No evidence of impairments in adult reciprocal social interactions and concomitant ultrasonic vocalizations

In the male–female social interaction test, no significant differences were found between wild-type and Nlgn4−/− mice or between wild-type and Nlgn4+/− mice on time in contact with the female (+/+ vs. −/−: W =47, P =0.47; +/+ vs. +/−: W =16.5, P =0.94; Fig. 5a), call rate (+/+ vs. −/−: W =37, P =0.93; +/+ vs. +/−: W =33, P =0.10; Fig. 5b), the latency to first contact with the female (+/+ vs. −/−: W =33, P =0.66; +/+ vs. +/−: W =19, P =0.88; Fig. 5c) and the latency to emit the first call (+/+ vs. −/−: W =42, P =0.79; +/+ vs. +/−: W =24, P =0.73; Fig. 5d).

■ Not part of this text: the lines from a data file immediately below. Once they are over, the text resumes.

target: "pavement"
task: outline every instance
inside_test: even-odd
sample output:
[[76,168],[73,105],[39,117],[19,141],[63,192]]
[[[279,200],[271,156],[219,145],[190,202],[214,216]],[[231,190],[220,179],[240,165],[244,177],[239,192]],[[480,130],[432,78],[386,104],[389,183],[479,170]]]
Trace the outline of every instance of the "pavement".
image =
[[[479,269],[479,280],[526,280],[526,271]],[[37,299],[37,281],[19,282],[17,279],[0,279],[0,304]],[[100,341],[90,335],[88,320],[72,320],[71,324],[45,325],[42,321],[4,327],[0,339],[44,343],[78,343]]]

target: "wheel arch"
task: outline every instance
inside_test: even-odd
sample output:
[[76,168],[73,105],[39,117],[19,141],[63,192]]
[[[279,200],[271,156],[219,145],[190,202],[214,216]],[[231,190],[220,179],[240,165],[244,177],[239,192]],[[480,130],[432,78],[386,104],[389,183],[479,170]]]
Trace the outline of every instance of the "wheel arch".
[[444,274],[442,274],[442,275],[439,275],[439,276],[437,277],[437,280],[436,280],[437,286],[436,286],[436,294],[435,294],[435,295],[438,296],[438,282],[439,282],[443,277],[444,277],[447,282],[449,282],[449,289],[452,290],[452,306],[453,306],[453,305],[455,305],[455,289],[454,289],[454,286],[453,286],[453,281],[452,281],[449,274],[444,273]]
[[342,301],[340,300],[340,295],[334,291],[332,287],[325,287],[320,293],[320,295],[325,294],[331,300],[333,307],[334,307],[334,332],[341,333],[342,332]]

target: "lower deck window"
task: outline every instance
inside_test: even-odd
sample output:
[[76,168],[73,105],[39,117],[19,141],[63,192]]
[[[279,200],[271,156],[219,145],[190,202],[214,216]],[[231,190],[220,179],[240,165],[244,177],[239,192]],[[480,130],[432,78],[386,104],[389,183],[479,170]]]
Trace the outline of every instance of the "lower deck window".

Analysis of the vocal repertoire revealed no significant differences in the distribution of calls among the 11 call categories (Figs 5e). In all three genotypes, the call repertoire consisted of 28–35% mixed calls, 15–20% unstructured calls, 10–15% one-frequency-jump, 8–15% upward calls, 8–12% modulated calls and small numbers of flat, complex, multiple-frequency-jumps calls.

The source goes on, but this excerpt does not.